Enfim, rapidamente vemos toda a empolgação e energia do jovem Akira Tendo ser sugada de dentro da sua alma. Ele vê a vida passar, sua saúde ir embora, seus amigos desaparecendo enquanto, ao mesmo tempo, não consegue sair desse ciclo vicioso.
Seu corpo virou uma carcaça vazia sem nenhum objetivo de vida que não fosse continuar no ritmo avassalador de trabalhar por dias seguidos dentro da empresa.
Até que um dia, sem muitas explicações, Tendo acorda e há um apocalipse zumbi em Tóquio.
De um dia pro outro.
E a primeira reação de Tendo é… A mais pura felicidade e injeção de energia que ele teve nos últimos anos, porque assim ele não precisaria mais ir pro trabalho. E finalmente conseguiria quebrar o ciclo interminável em que ele se vivia.
O que vemos nas páginas seguintes é o contraste absurdo de como o mundo foi pro caralho e Tendo finalmente consegue ver um sentido pra sua vida. Ele precisou de um apocalipse zumbi pra deixar de ser um zumbi, ironicamente!
Com o trabalho fora da sua vida ele começa a fazer uma lista de coisas que ele sempre quis fazer, das mais simples como “vagabundear em casa enquanto bebe uma cerveja” a mais pessoais como “se declarar pro amor da sua vida”.
É engraçado ver que o caos e a morte à sua volta não atrapalha o protagonista. Kendo viveu os últimos três anos da sua vida sendo massacrado pelo capitalismo que até a queda da civilização que conhecemos é um cenário mais agradável do que o que ele viveu até agora.
Ler esse mangá teve um impacto bem grande em mim.
No final de 2019 eu tive um burnout por causa de uma empresa que eu estava trabalhando na época. Comecei a ser atendido por uma psicóloga que me recomendou fortemente que eu largasse o emprego. Ou era isso ou eu iria quebrar mentalmente sem a ajuda de anti depressivos.
Não larguei o emprego e resolvi começar o tratamento com os anti depressivos.
Em 2022 eu ainda estava na mesma empresa e a situação só piorava – junto com a pandemia ainda acontecendo, agora eu também adicionava nesse pacote todo o desafio que é cuidar de um bebê. Eu dormia de duas ou três horas por noite e passava o mesmo estresse no trabalho.
Minha psicóloga recomendou que eu procurasse um médico, pois comecei a ter ataques de pânico e palpitações.
Meu médico falou: “ou você faz alguma coisa ou daqui a pouco você cai duro”.
Aumentei a dosagem do anti depressivo, mas não larguei o emprego.
Em 2023 fui demitido.
Assim como o protagonista de Zom 100, eu estava preso em um ciclo de auto destruição que eu simplesmente não conseguia largar. Seja pelo medo de não ter dinheiro pra cuidar da minha família, de não conseguir nada depois ou de qualquer outra coisa.
O lance é que às vezes a gente se prende nesse círculo vicioso e, por mais que a gente saiba conscientemente que precisa sair dali o mais rápido possível, de vez em quando há algo que nos prende ali. Seja um trabalho que acaba com você, seja um relacionamento tóxico e abusivo, etc.
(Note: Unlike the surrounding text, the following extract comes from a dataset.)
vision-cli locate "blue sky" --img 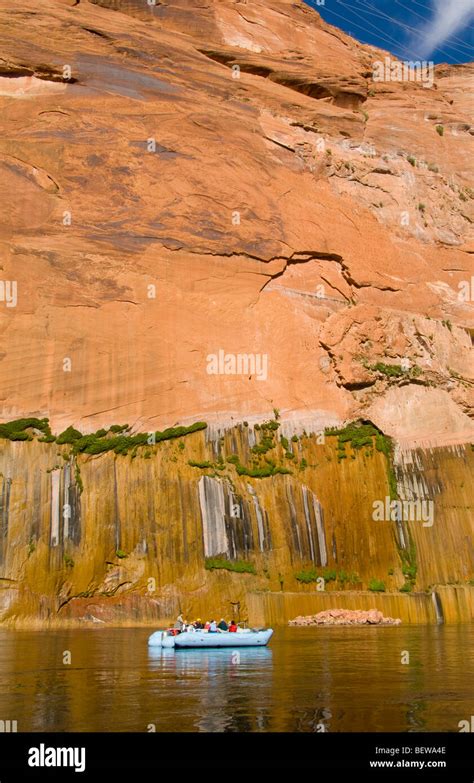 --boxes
[305,0,474,63]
Tem vezes que esse círculo auto destrutivo é tão forte que a gente não vai conseguir mesmo sair. E a nossa única esperança é que alguém, ou alguma coisa, quebre esse ciclo por nós.
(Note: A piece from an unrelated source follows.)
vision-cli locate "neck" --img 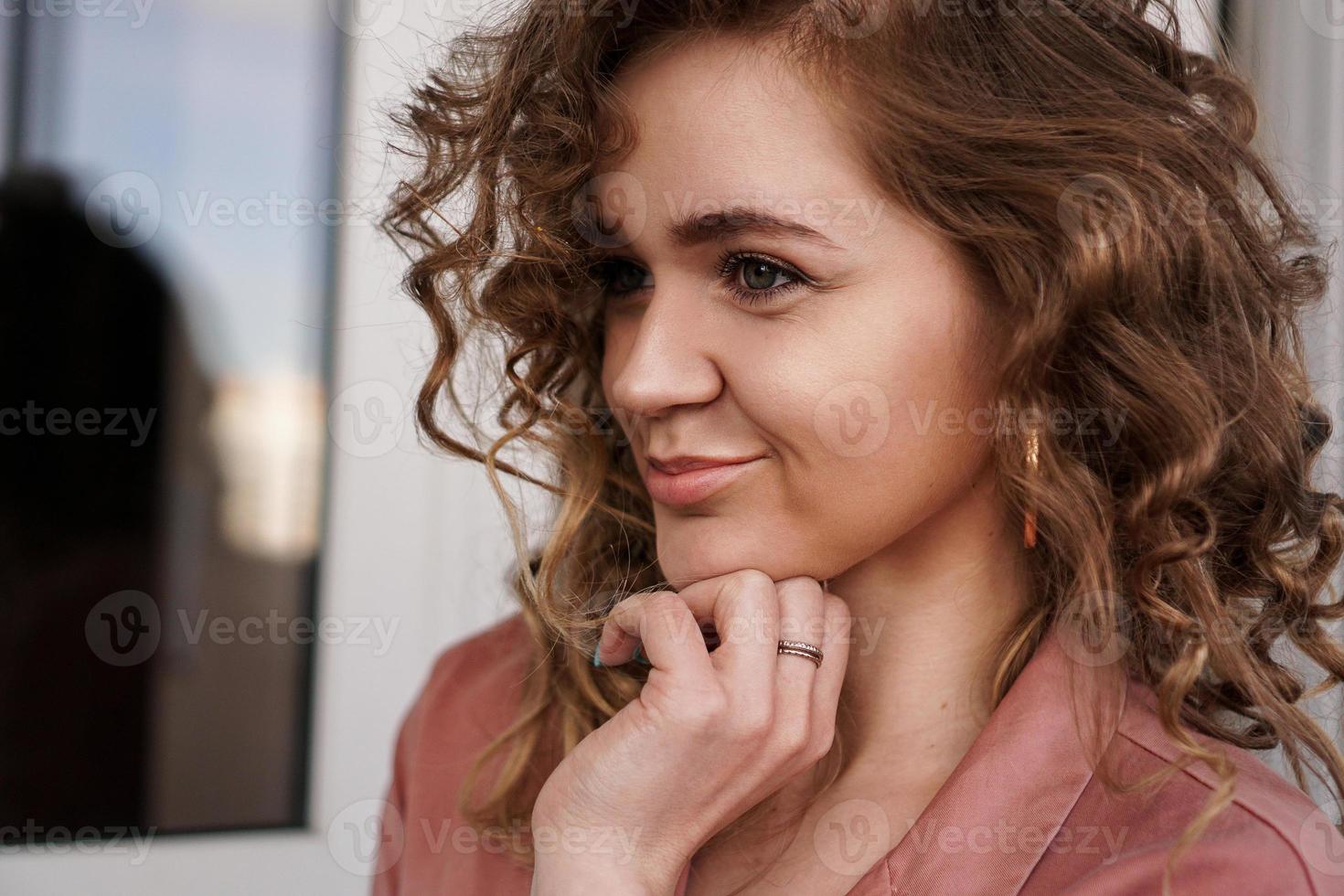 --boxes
[828,464,1029,796]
Não sei como vão ser os próximos capítulos de Zoom 100.
Também não sei o que o autor do mangá realmente quer passar com essa história.
Mas o que eu sei é: quando uma obra de arte está à disposição do público, ela não é mais do autor. Agora ela é de cada uma das pessoas que têm o acesso a ela, não mais dos autores.
Pra mim Zom 100 é um mangá sobre os perigos do capitalismo e de como devemos ter consciência dos ciclos auto destrutivos que nos colocamos às vezes sem querer – e como eles são tão perigosos que só uma situação extrema, como a queda da civilização por um apocalipse zumbi hahahahahaha, nos faz sair deles.
Como falei no início desse texto, eu sou um leitor de quadrinhos ocidentais. Os gibis que leio são de super-heróis normalmente.
Mas olha, eu tenho plea consciência que os quadrinhos bons de verdade não vão sair das páginas da Marvel e DC. Hoje em dia, as histórias realmente relevantes, instigantes e importantes vão sempre sair das páginas de um mangá.